Le pouvoir intègre ceux et celles qu’il peut et veut intégrer ; et le partager signifie aussi adhérer à ses valeurs, à ses normes, à ses pratiques.  

Qu’il y ait plus de femmes dans les sphères de pouvoirs signifie aussi - si on se limite à ce seul projet - qu’il y ait moins de femmes qui le conteste.

Ces expressions se rattachent à des courants d’analyses politiques différents.
Employer, en effet, l’expression de ‘genre’ - comme de ‘rapports sociaux de sexes’ d’ailleurs - surtout si, comme c’est le cas, elles tendent à devenir hégémoniques - n’implique pas nécessairement que soit abordée la question des rapports de pouvoir entre les sexes.
Certes, elle peut l’être et l’est souvent, mais elle ne lui est pas consubstantielle.
Un seul exemple : des chercheurs/des chercheuses travaillant dans le cadre de l’analyse de ‘genre’ et/ou de ‘rapports sociaux de sexes’ peuvent défendre - en s’inscrivant dans ce champ - des positions légitimant le système prostitutionnel.   

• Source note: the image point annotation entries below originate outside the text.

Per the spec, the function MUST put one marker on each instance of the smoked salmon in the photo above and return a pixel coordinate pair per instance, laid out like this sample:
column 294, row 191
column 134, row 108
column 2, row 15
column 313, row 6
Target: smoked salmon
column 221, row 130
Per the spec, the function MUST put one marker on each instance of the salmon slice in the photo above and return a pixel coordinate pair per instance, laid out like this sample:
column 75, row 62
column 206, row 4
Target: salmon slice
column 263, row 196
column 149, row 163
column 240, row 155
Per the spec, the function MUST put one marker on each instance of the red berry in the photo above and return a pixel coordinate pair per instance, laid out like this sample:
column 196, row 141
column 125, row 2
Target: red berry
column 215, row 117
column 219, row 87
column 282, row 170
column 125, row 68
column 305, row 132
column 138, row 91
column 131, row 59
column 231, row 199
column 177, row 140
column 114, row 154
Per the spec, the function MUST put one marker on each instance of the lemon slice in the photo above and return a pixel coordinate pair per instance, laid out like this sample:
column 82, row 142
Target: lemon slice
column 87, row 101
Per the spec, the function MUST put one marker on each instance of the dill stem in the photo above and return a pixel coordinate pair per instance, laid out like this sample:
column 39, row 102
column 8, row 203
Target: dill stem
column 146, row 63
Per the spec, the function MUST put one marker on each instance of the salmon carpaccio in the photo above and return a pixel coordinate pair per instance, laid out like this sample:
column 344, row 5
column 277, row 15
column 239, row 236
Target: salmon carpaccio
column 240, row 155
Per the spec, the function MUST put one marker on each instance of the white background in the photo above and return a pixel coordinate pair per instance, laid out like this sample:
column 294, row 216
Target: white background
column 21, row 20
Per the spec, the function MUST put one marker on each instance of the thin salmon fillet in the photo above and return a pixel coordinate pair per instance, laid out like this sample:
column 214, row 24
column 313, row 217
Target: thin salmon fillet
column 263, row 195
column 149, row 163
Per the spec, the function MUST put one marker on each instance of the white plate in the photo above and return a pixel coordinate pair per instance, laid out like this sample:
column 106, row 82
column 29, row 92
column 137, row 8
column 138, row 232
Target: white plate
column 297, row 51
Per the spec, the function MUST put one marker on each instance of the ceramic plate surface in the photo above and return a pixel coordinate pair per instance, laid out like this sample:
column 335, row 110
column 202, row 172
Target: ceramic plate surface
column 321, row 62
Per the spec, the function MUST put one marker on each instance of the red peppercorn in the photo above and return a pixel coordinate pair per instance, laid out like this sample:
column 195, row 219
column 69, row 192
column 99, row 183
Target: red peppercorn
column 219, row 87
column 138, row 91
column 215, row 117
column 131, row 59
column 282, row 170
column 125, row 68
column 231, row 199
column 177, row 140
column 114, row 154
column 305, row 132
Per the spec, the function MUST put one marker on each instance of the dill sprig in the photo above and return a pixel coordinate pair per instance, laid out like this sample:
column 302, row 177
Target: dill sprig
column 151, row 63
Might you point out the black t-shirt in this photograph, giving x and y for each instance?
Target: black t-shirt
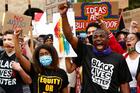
(101, 74)
(49, 82)
(10, 80)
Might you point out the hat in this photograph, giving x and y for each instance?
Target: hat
(49, 36)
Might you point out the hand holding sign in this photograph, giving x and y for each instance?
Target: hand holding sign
(18, 32)
(63, 8)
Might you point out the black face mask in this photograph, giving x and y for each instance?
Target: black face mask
(90, 39)
(123, 44)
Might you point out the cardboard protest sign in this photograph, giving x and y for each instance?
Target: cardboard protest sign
(12, 21)
(62, 46)
(131, 15)
(88, 11)
(122, 3)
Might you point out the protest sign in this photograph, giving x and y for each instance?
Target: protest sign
(88, 11)
(12, 21)
(62, 46)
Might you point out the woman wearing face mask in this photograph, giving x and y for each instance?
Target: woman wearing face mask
(47, 77)
(133, 59)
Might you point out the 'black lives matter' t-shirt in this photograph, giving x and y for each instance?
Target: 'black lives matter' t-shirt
(49, 82)
(101, 74)
(10, 80)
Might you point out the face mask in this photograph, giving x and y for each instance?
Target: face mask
(105, 52)
(45, 60)
(131, 49)
(90, 39)
(123, 44)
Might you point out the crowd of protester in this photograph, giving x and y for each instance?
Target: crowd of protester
(105, 62)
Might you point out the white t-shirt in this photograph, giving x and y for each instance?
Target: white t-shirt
(133, 66)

En revanche, s’inscrire dans le cadre d’études féministes, c’est reconnaître que nous vivons dans une société patriarcale et que la recherche, l’enseignement a pour fonction, pour finalité d’en analyser les modalités d’expressions, les logiques de reproduction, les permanences et les ruptures.
Mieux comprendre notre monde, pour mieux le changer.

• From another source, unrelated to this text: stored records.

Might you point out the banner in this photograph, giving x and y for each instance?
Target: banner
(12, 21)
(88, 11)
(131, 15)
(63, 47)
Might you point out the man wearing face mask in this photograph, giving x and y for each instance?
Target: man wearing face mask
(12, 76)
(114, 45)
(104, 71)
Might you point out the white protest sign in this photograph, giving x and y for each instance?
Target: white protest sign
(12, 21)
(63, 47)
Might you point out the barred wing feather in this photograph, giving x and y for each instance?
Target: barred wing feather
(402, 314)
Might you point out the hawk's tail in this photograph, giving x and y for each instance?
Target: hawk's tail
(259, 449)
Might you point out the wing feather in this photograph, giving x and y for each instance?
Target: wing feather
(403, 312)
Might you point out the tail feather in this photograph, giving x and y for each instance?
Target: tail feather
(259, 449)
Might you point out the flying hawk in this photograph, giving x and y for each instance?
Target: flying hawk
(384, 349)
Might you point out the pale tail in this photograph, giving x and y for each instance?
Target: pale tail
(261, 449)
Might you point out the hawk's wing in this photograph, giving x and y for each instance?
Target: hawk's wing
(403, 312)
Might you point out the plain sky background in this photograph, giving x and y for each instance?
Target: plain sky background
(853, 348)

En tout état de cause - alors que, sans conteste, c’est le champ des « études féministes » qui est actuellement le plus menacé - il serait dramatique que la tension intellectuelle et politique entre ces problématiques ne se perpétue pas.

26 octobre 2001

Retour en haut de page
Notes de bas de page
1 
2 Interview réalisé par Laure Poinsot.
3 Cf, Marie-Victoire Louis, Recherches sur les femmes, recherches féministes. In : L’état des sciences sociales en France, sous la direction de Marc Guillaume. Éditions La découverte. 1986. P. 457 à 462.  
4Ajout. 14 Mars 2003. Les chercheur-seuses des laboratoires CNRS trouveront ces critiques injustes, sans doute, partiellement, à juste titre. J'aimerais qu'ils/elles critiquent mon appréciation.
5 Ajout. 14 mars 2003. NQF est dorénavant publié par l'Université de Lausanne. Suisse. http://www.unil.ch/liege/nqf
6 Lunes. 16 rue de la petite cité . 27000 Evreux. Tel/fax : 02 32 30 60 23. Publié avec le concours du Centre National du Livre.
7 Clio. Presses Universitaires de Toulouse - Le - Mirail, 5 allée Antonio Machado. 31058 Toulouse cedex 1.  Publié avec le concours du Centre national du Livre.
8 Cahiers du Gedisst/du genre, Editions l’Harmattan, 22 bis rue des Ecoles. 75005 Paris.
9 Travail, genre et société. (Souligné) Éditions l’Harmattan. Ibid.
10 Faut-il rappeler, à cet égard, que la Secrétaire d’état, Madame Nicole Pery, déclarait récemment lors des Assises contre les violences qu'elle avait organisées à la Sorbonne quelle n’avait "pas la prétention qu'elles bouleversent des rapports de force millénaires".
11 Ajout en date du 14 mars. J'ai cependant officiellement contesté comme étant "scandaleuse" cette appréciation en Février 2003.
12 Cf., Le texte ultérieurement écrit : « Dis-moi, le genre, ça veut dire quoi ? » . 23 mai 2005.